ICC unlikely to investigate ISIS leaders over war crimes – prosecutor
The only chance is a referral by the UN Security Council, Fatou Bensouda said in a statement.
“The jurisdictional basis for opening a preliminary examination into this situation is too narrow at this stage,” she said.
According to its founding treaty, only crimes committed on the territory of states that have joined the ICC, or by their nationals, can be investigated by the court.
Meanwhile there are still reportedly thousands of people from countries like Germany, Belgium, the Netherlands, France, Britain, Australia, Tunisia and Jordan allegedly fighting for the Islamic State (IS, formerly ISIS/ISIL), who can be investigated and prosecuted.
“Crimes of unspeakable cruelty have been reported, such as mass executions, sexual slavery, rape and other forms of sexual and gender-based violence, torture, mutilation, enlistment and forced recruitment of children and the persecution of ethnic and religious minorities, not to mention the wanton destruction of cultural property,” the prosecutor said. “The commission of the crime of genocide has also been alleged.”
Bensouda also said that non-members nations could grant the court jurisdiction, but she could not influence that decision.
International Criminal Court was established 13 years ago in order to prosecute individuals for the international crimes of genocide, war crimes and crimes against humanity.
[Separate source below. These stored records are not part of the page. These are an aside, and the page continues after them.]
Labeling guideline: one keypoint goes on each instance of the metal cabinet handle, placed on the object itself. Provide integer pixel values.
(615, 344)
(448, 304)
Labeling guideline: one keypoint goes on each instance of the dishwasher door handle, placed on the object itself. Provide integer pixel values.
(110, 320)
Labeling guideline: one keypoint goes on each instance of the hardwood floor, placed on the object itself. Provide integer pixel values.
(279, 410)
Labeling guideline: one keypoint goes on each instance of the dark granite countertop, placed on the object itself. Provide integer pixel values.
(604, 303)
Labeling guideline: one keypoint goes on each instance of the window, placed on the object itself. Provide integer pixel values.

IS militants currently control vast territories in Iraq and Syria and operate in other unstable regions of the Middle East, North Africa, and Asia, including the Sinai Peninsula. Last June, the jihadists declared the captured areas a new Islamic State – a caliphate.
The extremists persecute people across sects and ethnicities who do not adhere to their ultra-hardline Sunni doctrine. They have become notorious for their cruelty.